Time to mix it up the locations and head down to the usual stomping ground of Bantham. Grockle season has passed – the beach is empty. There’s a decent four foot swell running (more than I wanted / expected) with a few of the local surfers out in the light onshore on long boards at high tide. Due to the way the wind bends around the headland, it’s quite glassy.

Bantham is a lot shallower, and has various sandbars to avoid and this was a much more technical expedition.
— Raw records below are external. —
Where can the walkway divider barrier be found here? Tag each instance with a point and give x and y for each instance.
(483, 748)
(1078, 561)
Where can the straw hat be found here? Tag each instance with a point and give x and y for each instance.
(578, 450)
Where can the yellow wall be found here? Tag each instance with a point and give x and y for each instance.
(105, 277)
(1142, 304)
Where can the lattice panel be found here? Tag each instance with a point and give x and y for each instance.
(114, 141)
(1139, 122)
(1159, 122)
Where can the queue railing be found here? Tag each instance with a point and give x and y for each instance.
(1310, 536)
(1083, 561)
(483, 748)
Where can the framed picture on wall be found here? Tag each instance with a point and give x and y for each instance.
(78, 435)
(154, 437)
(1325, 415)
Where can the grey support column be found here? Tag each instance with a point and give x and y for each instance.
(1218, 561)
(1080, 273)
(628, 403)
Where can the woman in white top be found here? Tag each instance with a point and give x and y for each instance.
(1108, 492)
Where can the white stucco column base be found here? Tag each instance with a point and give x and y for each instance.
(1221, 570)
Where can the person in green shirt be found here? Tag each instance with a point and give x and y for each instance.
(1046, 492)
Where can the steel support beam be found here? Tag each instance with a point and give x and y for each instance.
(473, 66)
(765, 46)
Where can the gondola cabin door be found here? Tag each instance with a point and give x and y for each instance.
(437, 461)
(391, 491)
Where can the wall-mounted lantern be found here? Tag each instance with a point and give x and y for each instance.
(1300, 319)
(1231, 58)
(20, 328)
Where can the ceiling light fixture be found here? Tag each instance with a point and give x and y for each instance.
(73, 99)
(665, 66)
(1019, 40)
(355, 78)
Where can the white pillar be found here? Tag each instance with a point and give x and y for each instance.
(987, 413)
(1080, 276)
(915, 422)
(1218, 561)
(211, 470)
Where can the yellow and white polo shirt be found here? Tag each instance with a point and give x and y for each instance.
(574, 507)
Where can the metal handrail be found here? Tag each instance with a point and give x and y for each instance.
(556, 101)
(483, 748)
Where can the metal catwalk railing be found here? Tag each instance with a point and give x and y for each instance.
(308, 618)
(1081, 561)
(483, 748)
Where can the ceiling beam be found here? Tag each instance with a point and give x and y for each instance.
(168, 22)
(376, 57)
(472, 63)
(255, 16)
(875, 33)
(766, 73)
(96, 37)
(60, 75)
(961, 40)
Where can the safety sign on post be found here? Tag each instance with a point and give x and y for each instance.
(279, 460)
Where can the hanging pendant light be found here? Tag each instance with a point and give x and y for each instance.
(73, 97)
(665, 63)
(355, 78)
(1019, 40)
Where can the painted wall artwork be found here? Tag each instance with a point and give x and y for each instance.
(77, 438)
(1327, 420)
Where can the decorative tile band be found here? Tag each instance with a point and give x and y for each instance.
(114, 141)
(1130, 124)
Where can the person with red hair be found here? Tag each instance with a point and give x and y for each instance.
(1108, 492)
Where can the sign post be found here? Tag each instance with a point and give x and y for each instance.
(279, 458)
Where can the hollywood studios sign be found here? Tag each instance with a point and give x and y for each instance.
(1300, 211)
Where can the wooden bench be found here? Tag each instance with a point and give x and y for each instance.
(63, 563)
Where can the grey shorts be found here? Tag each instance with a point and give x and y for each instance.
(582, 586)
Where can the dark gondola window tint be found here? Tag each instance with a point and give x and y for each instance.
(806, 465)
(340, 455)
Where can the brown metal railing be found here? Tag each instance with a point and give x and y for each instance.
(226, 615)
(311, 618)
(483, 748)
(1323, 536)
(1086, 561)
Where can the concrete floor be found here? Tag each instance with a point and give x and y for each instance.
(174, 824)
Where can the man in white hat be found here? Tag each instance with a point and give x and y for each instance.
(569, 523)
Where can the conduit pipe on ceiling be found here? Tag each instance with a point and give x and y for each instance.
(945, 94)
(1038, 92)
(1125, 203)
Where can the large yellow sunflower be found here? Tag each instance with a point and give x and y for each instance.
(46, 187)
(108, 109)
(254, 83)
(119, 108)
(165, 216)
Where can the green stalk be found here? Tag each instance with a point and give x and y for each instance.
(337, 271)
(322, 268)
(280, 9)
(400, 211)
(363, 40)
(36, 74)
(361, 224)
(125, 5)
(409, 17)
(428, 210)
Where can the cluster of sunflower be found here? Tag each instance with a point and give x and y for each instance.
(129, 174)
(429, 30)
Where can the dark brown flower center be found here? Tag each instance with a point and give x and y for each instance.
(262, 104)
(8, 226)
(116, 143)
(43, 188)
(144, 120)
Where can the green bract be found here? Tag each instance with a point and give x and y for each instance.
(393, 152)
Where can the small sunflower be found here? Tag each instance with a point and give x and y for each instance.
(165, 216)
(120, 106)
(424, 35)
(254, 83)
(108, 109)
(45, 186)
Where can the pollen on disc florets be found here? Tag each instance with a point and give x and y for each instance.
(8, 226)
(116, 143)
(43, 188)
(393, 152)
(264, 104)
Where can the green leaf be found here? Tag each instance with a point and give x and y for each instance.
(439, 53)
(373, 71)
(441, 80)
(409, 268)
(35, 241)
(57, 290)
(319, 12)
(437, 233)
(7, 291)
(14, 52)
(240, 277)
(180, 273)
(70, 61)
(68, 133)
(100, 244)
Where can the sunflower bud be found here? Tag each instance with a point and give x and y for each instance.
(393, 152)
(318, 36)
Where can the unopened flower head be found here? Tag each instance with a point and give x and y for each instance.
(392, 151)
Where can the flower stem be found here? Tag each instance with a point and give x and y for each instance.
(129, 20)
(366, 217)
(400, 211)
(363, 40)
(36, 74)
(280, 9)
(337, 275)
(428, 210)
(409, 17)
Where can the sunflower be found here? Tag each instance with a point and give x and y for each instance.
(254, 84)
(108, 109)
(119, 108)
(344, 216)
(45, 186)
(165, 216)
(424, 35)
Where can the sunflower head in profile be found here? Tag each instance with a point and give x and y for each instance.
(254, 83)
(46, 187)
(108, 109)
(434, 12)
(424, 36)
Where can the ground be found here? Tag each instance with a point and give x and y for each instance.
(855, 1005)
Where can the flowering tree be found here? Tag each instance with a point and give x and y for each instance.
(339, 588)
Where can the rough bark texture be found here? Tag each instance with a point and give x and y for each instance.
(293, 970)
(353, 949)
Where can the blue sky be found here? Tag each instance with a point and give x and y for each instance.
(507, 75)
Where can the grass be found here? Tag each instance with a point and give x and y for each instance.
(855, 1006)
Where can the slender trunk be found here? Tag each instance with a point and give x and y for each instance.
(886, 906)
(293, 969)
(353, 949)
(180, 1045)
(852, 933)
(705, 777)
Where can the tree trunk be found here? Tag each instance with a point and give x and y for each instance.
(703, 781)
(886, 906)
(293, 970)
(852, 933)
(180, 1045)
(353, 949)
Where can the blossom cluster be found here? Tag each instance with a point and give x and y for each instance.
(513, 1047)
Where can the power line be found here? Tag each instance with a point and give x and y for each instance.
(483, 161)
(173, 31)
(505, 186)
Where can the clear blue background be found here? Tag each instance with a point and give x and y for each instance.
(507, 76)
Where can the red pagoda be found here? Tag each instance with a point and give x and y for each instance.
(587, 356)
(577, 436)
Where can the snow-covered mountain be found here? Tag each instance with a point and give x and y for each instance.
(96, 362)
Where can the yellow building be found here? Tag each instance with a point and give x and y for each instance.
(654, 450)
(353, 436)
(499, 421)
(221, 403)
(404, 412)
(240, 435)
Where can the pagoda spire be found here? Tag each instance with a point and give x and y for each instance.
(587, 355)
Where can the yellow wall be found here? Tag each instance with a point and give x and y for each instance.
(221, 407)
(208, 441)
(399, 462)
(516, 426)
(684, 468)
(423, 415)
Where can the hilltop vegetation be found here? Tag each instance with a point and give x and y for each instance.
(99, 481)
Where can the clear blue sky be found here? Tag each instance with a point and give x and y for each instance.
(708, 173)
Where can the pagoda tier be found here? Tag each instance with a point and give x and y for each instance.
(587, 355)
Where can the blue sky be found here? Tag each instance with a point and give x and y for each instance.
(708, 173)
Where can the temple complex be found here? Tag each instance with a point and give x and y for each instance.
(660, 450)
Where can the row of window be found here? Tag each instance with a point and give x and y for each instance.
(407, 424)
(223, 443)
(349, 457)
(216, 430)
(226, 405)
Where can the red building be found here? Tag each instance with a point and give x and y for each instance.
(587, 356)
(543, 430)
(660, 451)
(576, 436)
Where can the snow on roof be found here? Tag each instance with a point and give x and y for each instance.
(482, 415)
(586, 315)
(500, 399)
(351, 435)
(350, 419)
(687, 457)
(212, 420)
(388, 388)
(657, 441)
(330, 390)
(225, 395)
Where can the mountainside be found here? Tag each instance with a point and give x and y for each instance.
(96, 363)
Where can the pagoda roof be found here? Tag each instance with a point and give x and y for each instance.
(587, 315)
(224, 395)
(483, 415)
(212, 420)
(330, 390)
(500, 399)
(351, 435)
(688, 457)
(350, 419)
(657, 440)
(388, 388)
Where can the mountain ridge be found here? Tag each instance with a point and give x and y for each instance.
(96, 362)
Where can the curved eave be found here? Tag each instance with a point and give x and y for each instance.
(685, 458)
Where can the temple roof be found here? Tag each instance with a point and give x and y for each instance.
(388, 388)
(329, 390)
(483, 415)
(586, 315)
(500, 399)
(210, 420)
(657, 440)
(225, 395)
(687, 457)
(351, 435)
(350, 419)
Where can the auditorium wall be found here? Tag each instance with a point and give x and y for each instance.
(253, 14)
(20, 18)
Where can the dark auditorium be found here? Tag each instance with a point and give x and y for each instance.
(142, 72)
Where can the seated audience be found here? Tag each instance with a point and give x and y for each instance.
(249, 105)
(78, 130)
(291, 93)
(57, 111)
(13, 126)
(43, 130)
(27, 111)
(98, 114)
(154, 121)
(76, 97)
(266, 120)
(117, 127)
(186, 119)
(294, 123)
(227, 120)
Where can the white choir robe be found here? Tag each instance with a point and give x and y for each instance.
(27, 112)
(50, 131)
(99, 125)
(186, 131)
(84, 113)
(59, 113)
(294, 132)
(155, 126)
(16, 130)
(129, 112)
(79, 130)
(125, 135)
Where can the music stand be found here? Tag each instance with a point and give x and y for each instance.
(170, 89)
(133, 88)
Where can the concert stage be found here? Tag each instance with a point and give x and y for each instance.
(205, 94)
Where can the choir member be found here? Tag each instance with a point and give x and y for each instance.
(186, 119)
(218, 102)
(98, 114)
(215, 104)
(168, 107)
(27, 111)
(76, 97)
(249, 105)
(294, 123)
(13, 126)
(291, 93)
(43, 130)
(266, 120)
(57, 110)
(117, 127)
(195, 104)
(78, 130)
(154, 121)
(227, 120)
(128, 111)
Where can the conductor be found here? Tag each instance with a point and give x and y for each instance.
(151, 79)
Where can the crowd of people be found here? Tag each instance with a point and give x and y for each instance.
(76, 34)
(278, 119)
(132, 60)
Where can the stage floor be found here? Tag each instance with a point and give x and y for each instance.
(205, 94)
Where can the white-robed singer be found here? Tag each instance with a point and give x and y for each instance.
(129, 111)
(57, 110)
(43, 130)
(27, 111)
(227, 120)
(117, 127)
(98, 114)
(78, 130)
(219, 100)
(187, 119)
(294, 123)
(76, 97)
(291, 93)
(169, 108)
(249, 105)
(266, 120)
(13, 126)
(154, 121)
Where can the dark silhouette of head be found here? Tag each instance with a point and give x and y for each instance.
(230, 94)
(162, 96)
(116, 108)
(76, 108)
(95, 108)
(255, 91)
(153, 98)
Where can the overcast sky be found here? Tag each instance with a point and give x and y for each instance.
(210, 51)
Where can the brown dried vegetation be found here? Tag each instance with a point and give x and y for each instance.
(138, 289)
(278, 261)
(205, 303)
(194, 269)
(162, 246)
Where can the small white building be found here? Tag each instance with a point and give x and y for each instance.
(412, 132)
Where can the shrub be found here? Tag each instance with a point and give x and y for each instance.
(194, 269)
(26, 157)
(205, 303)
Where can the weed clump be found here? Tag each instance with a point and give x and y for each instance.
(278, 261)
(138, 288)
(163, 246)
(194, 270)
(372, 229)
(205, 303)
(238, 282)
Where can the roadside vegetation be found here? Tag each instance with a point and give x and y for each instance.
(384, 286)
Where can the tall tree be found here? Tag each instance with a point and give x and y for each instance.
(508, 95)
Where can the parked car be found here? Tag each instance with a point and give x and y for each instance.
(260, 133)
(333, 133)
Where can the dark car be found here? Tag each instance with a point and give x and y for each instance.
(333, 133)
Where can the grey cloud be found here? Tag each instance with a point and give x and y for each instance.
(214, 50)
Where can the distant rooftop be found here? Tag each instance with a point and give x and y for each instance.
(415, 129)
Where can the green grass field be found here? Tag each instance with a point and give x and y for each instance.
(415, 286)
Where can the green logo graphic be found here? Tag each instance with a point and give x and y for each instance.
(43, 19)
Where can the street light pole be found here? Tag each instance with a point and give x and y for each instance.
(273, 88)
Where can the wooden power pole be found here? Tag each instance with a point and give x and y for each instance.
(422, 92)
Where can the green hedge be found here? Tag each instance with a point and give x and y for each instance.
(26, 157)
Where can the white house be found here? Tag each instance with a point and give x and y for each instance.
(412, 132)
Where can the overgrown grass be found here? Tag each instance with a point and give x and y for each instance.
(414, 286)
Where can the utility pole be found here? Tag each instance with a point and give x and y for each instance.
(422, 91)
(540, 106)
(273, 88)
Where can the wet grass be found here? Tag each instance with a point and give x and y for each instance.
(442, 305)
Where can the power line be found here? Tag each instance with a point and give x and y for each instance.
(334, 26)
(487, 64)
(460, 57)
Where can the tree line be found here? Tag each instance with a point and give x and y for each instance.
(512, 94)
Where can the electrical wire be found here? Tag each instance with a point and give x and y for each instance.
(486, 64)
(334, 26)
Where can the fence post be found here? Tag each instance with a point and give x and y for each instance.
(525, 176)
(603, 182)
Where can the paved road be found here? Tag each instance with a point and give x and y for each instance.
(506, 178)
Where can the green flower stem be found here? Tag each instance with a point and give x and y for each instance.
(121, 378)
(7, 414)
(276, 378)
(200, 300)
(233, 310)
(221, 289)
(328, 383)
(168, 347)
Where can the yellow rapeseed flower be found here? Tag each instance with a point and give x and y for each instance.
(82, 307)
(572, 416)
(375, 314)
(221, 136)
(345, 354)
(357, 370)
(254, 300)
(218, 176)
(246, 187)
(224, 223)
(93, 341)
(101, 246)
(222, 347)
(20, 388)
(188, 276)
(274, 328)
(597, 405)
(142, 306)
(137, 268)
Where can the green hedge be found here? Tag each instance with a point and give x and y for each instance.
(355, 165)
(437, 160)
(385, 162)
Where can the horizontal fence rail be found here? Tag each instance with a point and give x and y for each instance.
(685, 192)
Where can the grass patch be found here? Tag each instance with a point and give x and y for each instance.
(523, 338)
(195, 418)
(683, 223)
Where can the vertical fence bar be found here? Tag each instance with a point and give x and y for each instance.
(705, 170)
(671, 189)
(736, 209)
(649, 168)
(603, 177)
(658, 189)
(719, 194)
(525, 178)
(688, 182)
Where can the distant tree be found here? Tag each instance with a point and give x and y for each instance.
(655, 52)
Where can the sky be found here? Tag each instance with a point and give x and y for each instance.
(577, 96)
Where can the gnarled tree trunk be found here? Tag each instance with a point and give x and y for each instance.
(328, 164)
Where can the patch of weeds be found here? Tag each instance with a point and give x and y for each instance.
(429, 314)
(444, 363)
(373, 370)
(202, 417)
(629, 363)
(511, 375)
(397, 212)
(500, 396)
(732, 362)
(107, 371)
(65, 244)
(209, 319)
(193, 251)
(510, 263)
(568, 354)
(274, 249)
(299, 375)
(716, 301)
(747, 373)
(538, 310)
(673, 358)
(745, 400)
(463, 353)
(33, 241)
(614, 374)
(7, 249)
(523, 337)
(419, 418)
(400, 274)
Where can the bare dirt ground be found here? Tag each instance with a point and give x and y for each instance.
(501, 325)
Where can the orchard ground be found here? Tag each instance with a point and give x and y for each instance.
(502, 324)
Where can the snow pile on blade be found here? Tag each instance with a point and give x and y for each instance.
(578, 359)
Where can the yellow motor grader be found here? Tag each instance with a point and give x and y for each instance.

Things I learned during my first Hydrofoil wave session:

  1. Don’t let your board get too far away from you, if a wave hits the foil it runs away from you faster than you could ever imagine!
  2. Be very conscious of other water users. A hydrofoil is probably the most dangerous thing you can use in the water, specially in surf.
  3. Seaweed is your enemy, the spaghetti type round the mast is particularly irritating. I had more crashes due to seaweed than anything else during this session.
  4. If a wave is coming and you are going to get washed, hold the board by the nose and body drag over it. Don’t just let it smash you. The surface area of the mast side on to the wave direction has a lot of drag.
  5. Riding over the wave whilst flying the board is pretty easy as it just slices through, you have to remember to dip the board again as you ride over the back of the wave to stop the wing popping out and the cavititaion crash.
  6. Riding over white water is fine, but it makes the board a little unstable. It’s a weird fizzy feeling through the wing.
  7. Widen up your stance to get as much fore and aft control as possible.

I hacked out the back once I got some confidence and towed into a four of five pretty big waves with speed, the feeling is pretty intense. You get a huge speed boost and lift from the wave and you have to get on your front foot hard! It would have been preferable to try it in smaller swell for my first session, it was pretty intimidating. I was pulling back out of the wave upwind before they were breaking so I didn’t get rumbled.

Jibing is still somewhat of a mystery. From my attempts so far it may be better to do it on the wing than with the board on the water, again i think speed will be my friend.


boat hydrofoil

Good friend and my boat co-owner Phil way (father of Harry Way who is a national level freestyle junior) took the plunge and bought a Dwarfcraft/NF2 combo, in the meantime the smaller masts have arrived and the wind forecast diminished to that of a dubious hangover fart. So with the calmest of calm seas, we decide to try towing the foil behind the boat with the smallest taxi mast (15”) and see what would happen.

Things we all learned:

  1. The constant pull from the boat is a great for learning and the water start is dead easy, easier than a wake board in fact. The board is quite buoyant and has a massive nose rocker, so pops out very quickly.
  2. The shortest taxi mast is very short and cavitates easily, resulting in some comedy porpoising action.
  3. You need a bit of speed with the boat, but not too much 12-15 knots is more than enough. Once you are up on the wing, there is no resistance and you find yourself overtaking the boat a bit, this de-stabilises you. A constant speed is important.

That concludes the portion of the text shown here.